A three-chip solution with controller, host, and application each running on its own chip is also possible. However, because of the associated cost, this is typically only done for development systems.

How to communicate with BLE devices?

Bluetooth Low Energy has two ways to communicate between devices: with and without a connection.

Without a connection

Without a connection means that the device just broadcasts information in an advertisement. Every BLE device in the neighborhood is able to receive this information.
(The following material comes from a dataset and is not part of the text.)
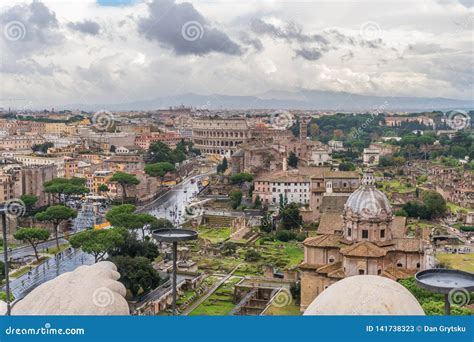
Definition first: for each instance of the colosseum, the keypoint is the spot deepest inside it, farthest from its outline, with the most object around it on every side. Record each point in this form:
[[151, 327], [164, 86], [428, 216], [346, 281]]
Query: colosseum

/images/ble-broadcaster-observers.png

Some examples of BLE devices broadcasting data are:

Proximity beacons

These devices, often following Apple's iBeacon standard, broadcast their ID. Receivers calculate their approximate distance to the beacons based on the advertisement's Received Signal Strength Indicator (RSSI).

Sensors

Many temperature and humidity sensors broadcast their sensor values. Most devices do this in an unencrypted fashion, but some of them encrypt the data to prevent it being read by every device in the neighborhood.

Mobile phones

After the COVID-19 pandemic started in 2020, Google and Apple collaborated on the Exposure Notifications standard for contact tracing. As part of this technology, Android phones and iPhones broadcast unique (but anonymous) numbers. Other phones can pick up these numbers and use them later to warn users that they have been in contact with someone who is known to have had COVID-19.

With a connection

The other way to communicate between BLE devices is with a connection. One device (the client) scans for BLE advertisements to find the device it wants to connect to. Then, optionally, it may do an active scan to ask the device (the server) which services are offered.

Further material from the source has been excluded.